Catherine is tired of struggling musicians befriending her just so they can get a gig at her Dad's famous Manhattan club, The Underground. Then she meets mysterious Hence, an unbelievably passionate and talented musician on the brink of success. As their relationship grows, both are swept away in a fiery romance. But when their love is tested by a cruel whim of fate, will pride keep them apart?
Chelsea has always believed that her mom died of a sudden illness, until she finds a letter her dad has kept from her for years -- a letter from her mom, Catherine, who didn't die: She disappeared. Driven by unanswered questions, Chelsea sets out to look for her -- starting with the return address on the letter: The Underground.
Told in two voices, twenty years apart, Catherine interweaves a timeless forbidden romance with a compelling modern mystery.

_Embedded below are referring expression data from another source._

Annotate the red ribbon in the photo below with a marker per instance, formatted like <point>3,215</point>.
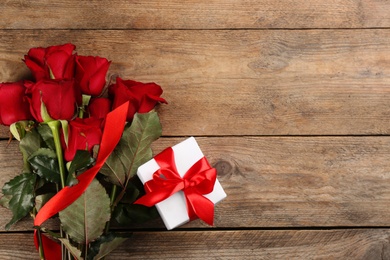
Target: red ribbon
<point>113,129</point>
<point>199,180</point>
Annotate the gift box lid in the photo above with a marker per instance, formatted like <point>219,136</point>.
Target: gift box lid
<point>173,210</point>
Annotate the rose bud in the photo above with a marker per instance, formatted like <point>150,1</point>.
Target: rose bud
<point>14,104</point>
<point>54,62</point>
<point>99,107</point>
<point>84,134</point>
<point>59,98</point>
<point>91,74</point>
<point>143,97</point>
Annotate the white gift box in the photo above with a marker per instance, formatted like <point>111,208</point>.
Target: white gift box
<point>173,210</point>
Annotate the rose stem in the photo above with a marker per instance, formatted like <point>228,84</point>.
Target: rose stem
<point>112,200</point>
<point>55,129</point>
<point>41,253</point>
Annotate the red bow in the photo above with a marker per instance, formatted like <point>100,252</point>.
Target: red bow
<point>199,180</point>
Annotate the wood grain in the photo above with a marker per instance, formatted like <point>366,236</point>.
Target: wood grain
<point>279,82</point>
<point>194,14</point>
<point>282,181</point>
<point>245,244</point>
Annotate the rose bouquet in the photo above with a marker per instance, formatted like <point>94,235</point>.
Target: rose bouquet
<point>82,138</point>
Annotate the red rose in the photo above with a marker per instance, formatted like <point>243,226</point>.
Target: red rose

Some reviews of the novel:
Booklist:
Pulling threads from the classic Wuthering Heights, Lindner (who previously took on Jane Eyre) crafts a story of mad love and moves the stage from the Yorkshire moors to New York’s punk scene. (...)The story is told in alternating chapters by Chelsea and, through her journal, Catherine. Although the voices don’t sound terribly different, the dramatic events touched by love, loss, and longing have all the juicy elements readers will appreciate. While it’s best not to look too closely at some of the details (Chelsea’s father probably could have found her if he looked hard enough), this does have some of the sweep of the original and certainly—especially in Hence—captures the agony of love gone wrong. (Ilene Cooper)
Kirkus Reviews:
The narrative, a loose-limbed take on Wuthering Heights, is told in the alternating, first-person voices of daughter and mother. However, the emotional heart of the story belongs to Catherine, who as a senior in high school, was a young woman torn between an all-encompassing love for musician Hence and a desire to pursue her own ambitions. (...) The strands of mother’s and daughter’s stories come together during the suspenseful climax, when Chelsea discovers what actually happened to Catherine and gains a measure of peace and maturity.
Publishers Weekly:
Lindner, whose Jane was a modernized retelling of Jane Eyre, capably streamlines the complex, gothic plot twists of the original as she depicts the passionate but ill-fated love between Catherine and Heathcliff stand-in Hence, a rock ragamuffin taken in by Catherine’s club owner father. Unfortunately, Chelsea is fairly generic, and her romance with another young rocker (Hence’s protégé and heir) comes across as plot-driven, not organic. The climax at the gun-stocked home of Catherine’s angry brother, though clearly meant as a cleansing explosion of love and violence worthy of Emily Brontë, is melodramatic and abrupt.